The Canadian Dollar Claws Higher
The Canadian dollar is expected to end the year stronger against the US dollar. This outlook is underpinned by the expectation that the Bank of Canada holds its policy rate in October while the US Federal Reserve cuts rates at its two remaining meetings this year. However, the Canadian economy remains too tightly bound to the United States, where a slowdown is expected, which could limit the loonie’s gains.

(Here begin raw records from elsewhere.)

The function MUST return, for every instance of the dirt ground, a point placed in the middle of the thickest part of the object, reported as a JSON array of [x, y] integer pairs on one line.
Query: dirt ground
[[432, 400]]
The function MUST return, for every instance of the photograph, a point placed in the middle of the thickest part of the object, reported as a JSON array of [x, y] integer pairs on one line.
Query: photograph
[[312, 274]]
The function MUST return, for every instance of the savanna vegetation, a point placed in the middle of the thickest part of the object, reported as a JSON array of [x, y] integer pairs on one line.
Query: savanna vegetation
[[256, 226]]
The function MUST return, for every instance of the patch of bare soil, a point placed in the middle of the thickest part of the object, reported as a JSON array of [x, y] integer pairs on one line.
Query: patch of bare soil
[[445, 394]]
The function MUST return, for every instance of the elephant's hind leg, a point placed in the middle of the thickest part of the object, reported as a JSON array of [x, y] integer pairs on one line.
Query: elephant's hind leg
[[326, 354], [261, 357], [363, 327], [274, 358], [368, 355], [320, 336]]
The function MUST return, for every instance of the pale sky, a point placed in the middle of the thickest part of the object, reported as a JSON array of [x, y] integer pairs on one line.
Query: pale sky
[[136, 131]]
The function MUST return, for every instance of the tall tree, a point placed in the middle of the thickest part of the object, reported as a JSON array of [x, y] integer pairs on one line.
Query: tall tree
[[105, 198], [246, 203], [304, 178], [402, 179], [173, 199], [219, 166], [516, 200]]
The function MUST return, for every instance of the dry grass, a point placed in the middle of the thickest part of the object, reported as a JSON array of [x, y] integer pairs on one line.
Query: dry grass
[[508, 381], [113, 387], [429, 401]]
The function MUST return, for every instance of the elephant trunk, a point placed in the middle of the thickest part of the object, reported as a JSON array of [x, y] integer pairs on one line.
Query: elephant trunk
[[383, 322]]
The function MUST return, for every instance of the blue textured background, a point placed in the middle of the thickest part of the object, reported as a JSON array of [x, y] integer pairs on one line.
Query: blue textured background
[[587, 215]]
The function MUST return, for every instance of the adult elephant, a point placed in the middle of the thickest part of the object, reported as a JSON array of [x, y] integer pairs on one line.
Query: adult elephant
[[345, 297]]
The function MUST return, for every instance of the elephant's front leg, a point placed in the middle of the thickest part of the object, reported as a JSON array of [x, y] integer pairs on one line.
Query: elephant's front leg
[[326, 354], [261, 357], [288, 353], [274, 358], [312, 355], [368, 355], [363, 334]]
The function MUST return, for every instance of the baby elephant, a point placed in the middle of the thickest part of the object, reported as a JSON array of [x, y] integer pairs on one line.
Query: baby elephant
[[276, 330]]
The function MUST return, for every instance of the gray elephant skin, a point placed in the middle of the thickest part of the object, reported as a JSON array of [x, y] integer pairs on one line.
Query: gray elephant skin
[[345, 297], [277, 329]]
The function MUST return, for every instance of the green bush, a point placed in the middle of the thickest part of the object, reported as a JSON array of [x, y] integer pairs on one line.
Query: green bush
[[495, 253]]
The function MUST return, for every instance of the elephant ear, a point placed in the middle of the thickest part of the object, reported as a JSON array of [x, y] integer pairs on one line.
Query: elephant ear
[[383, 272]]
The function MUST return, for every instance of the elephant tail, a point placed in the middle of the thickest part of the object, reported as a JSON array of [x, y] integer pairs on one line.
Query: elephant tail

Bank of Canada Policy Predictions
Analysts expect the Bank of Canada to continue to cut rates in the fourth quarter, and likely in 2026, to stimulate growth, provided inflation remains in check. Monetary policy remains the immediate and flexible lever to stabilize growth. The timing of that easing will depend on continued progress on core inflation measures, but analysts don’t believe that there is an inflation problem in Canada.
Conclusion
In conclusion, Canada’s economy is facing a mixed bag of challenges and opportunities. While weaknesses are expected to persist throughout the remainder of 2025, analysts see a resurgence in the next year as trade uncertainty abates and growth picks up. The Canadian dollar is poised for a stronger finish against the US dollar, and low interest rates will keep the bond markets humming for the foreseeable future. As the Bank of Canada continues to cut rates to stimulate growth, investors can expect attractive opportunities in high-quality bonds in Canada. However, the Canadian economy remains tightly bound to the United States, which could limit its growth potential.